D. Relatively stable gross margin indicative of the pricing power
The key raw materials for the company are: (i) Methanol – mainly imported from the Middle East; (ii) Ethanol – sourced from domestic sugar industries and increasingly imported from USA; and (iii) Ammonia – largely sourced domestically being a very volatile product. As per our discussion with the industry sources, there is a good degree of pricing power in the industry even though there is a lag impact involved. Hence, despite significant volatility in the prices of methanol (crude based) and ammonia, Alkyl’s 3-year rolling Gross Margin has been fairly stable over a long period of time indicating the existence of strong pricing power in the industry.
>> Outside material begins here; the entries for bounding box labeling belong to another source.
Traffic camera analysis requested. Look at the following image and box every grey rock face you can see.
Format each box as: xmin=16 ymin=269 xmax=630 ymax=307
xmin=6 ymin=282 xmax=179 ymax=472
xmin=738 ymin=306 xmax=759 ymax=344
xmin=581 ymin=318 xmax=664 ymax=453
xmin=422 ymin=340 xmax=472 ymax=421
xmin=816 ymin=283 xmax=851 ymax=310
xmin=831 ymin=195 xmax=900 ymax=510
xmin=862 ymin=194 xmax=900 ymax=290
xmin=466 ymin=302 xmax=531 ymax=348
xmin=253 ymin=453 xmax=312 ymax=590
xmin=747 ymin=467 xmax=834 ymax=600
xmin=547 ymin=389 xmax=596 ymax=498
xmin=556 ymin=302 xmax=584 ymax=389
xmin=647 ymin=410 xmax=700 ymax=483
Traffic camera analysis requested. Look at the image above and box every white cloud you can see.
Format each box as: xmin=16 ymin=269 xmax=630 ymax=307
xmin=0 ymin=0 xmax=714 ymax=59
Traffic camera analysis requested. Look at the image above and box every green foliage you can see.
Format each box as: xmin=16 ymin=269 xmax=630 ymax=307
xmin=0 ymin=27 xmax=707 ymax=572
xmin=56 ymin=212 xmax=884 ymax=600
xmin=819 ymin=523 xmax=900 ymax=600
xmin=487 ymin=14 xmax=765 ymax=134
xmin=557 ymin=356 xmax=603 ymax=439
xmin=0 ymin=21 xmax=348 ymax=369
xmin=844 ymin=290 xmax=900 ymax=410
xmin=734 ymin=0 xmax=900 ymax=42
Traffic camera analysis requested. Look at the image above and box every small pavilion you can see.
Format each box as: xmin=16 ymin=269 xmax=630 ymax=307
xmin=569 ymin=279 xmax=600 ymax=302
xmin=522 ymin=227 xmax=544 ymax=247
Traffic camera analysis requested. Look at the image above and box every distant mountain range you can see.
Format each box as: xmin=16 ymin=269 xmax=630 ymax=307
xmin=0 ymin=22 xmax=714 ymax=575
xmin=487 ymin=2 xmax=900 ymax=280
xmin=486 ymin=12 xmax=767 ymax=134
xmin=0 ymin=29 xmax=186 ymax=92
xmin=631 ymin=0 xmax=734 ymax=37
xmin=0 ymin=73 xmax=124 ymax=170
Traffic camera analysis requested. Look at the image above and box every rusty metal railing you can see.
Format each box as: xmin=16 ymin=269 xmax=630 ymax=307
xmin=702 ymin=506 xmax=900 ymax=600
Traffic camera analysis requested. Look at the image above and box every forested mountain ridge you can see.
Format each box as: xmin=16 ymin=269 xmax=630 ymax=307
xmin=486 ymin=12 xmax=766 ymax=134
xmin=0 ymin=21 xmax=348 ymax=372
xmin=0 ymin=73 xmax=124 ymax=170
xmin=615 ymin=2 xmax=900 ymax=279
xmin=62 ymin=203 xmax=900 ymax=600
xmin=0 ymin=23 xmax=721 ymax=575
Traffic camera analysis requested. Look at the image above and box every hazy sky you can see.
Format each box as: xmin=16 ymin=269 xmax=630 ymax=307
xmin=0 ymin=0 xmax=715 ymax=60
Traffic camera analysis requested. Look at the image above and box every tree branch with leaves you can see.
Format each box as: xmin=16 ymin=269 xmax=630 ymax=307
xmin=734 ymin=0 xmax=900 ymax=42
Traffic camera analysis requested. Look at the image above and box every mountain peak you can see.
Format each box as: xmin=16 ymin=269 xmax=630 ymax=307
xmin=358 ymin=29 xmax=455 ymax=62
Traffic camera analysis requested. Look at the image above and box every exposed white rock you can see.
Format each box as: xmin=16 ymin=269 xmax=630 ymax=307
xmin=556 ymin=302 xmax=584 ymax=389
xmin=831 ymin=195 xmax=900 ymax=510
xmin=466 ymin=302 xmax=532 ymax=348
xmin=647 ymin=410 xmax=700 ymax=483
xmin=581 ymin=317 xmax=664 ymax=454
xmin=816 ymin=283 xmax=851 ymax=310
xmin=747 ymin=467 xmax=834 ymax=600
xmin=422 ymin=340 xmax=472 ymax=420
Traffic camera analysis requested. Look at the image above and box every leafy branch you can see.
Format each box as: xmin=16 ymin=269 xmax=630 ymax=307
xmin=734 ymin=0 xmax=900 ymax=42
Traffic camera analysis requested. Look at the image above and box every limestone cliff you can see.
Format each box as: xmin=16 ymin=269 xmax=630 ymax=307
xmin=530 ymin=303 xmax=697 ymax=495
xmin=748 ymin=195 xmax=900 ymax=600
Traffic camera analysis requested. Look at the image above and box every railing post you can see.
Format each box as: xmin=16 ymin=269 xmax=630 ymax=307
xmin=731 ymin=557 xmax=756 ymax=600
E. Prudent capital allocation
Alkyl’s capital allocation has been impeccable. The company has maintained an unwavering focus on aliphatic amines and its adjacencies (Acetonitrile is technically not an amine-based product but uses a key similar raw material ammonia and has somewhat similar manufacturing set-up). Furthermore, as mentioned in the preceding point, Alkyl has been proactive in setting up capacities as well as identifying and entering new products. The result is that the company has consistently high reinvestment rates (>60%) of its free cashflows. The cash not deployed in expanding capacities have been used to bring down the debt levels and payment of dividends to the shareholders.